Today, it’s hard enough to wait 5 seconds to click out of a YouTube spot before you get to watch your video. Waiting 40 minutes for your movie is ludicrous.

Times have changed. When we are offered the option to ‘skip the open’ on our favorite streaming shows, today’s movie-going experience feels entirely out of sync with reality.

Add Back 38 Minutes into your Life
Clearly, the solution is to show up at your movie theater seat about 38 minutes late (as long as you’ve got reserved seats.)

This just takes a little reset in how you schedule your time. Trying to miss the movie previews has now evolved to how to avoid the preshow entirely.

Movie theater owners need to redesign their customer experience and offer something more worthwhile during the preshow.

Or just simply play the movie. That would be quite the innovation.
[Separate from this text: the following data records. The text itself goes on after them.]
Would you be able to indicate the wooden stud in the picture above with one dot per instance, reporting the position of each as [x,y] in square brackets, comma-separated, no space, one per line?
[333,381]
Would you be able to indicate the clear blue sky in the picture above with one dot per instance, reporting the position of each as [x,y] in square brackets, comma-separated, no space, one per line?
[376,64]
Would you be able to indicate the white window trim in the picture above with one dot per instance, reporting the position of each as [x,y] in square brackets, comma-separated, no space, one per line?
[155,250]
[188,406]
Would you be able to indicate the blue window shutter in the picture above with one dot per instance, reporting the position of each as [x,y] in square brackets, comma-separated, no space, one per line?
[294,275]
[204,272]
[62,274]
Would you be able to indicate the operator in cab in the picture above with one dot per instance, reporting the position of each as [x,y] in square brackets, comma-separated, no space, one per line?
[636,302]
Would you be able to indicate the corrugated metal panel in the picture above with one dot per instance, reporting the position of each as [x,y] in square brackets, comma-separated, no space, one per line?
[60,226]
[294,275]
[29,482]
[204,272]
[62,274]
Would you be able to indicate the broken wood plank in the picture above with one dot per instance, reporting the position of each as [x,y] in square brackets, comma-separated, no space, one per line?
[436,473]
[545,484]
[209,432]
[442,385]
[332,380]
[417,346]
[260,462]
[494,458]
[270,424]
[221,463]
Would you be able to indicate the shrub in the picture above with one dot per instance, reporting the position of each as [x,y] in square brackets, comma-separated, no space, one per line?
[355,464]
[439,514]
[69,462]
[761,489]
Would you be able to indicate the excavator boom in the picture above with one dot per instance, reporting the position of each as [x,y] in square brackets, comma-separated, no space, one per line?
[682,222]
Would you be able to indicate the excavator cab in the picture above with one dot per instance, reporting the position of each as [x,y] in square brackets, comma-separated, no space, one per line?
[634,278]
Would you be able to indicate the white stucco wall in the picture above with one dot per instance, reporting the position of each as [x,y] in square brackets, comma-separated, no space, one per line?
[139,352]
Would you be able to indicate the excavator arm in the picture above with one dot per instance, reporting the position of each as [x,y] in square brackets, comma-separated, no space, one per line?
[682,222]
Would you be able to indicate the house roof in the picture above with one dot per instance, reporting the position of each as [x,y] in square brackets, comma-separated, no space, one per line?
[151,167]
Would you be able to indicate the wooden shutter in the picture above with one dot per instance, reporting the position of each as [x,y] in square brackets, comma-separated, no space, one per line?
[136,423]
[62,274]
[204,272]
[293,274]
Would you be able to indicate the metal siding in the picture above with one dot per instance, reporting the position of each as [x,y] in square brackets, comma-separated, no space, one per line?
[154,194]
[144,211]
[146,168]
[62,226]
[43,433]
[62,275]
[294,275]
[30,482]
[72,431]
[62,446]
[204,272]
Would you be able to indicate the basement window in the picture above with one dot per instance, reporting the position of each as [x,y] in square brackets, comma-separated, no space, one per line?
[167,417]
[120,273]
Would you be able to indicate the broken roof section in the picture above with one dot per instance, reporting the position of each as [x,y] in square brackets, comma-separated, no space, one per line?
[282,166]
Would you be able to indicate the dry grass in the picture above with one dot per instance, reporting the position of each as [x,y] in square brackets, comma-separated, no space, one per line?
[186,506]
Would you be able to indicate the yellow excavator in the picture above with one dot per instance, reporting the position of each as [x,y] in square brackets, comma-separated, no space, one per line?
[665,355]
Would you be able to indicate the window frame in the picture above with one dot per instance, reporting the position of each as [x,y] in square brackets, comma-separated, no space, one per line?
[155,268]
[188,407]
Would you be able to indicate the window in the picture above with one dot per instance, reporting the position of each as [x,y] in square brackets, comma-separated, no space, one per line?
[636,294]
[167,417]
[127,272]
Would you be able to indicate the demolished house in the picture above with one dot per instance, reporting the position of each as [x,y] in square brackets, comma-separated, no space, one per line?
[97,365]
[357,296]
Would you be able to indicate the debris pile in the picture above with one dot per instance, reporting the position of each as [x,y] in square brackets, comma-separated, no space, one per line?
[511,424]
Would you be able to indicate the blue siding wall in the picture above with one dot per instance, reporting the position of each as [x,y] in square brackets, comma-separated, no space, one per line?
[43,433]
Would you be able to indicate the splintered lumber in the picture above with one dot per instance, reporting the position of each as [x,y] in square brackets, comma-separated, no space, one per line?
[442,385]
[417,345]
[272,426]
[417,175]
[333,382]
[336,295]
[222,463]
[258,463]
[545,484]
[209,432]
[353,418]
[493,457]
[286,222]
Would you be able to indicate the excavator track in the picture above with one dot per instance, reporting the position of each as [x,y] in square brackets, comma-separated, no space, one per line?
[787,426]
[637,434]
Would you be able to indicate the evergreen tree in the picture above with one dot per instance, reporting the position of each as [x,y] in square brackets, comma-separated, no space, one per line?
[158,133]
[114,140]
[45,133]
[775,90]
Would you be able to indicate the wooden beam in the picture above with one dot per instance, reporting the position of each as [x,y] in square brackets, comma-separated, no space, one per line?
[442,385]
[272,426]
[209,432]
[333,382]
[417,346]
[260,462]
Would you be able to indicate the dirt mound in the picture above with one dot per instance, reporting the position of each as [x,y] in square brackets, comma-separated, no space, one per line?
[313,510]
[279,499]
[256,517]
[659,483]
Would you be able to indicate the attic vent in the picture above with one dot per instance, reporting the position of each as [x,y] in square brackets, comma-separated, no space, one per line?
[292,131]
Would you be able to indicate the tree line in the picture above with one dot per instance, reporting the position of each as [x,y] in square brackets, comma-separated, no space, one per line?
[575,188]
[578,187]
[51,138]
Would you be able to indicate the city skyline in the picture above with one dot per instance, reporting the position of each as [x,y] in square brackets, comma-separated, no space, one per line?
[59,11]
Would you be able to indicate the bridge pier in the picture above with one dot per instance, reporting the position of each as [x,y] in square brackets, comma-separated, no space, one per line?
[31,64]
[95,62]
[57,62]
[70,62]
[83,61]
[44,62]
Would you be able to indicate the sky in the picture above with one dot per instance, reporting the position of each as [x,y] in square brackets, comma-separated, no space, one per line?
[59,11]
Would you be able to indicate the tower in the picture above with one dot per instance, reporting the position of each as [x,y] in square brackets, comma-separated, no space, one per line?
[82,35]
New Movie Theater Business Model
Okay, here’s a scary question: Would I pay even more for my movie ticket to ensure I don’t have to watch any commercials?

I would.

If cinema 1 is playing the movie with commercials and a 40-minute preshow, and cinema 2 right next to it has the same movie that simply starts at the posted time, yes I would pay more for a ticket to cinema 2.

And if that’s been the plan all along, then I have to tip my hat to some really smart marketers who are playing the long game.

For now, I’ll just try to be that guy who shows up a half-hour late.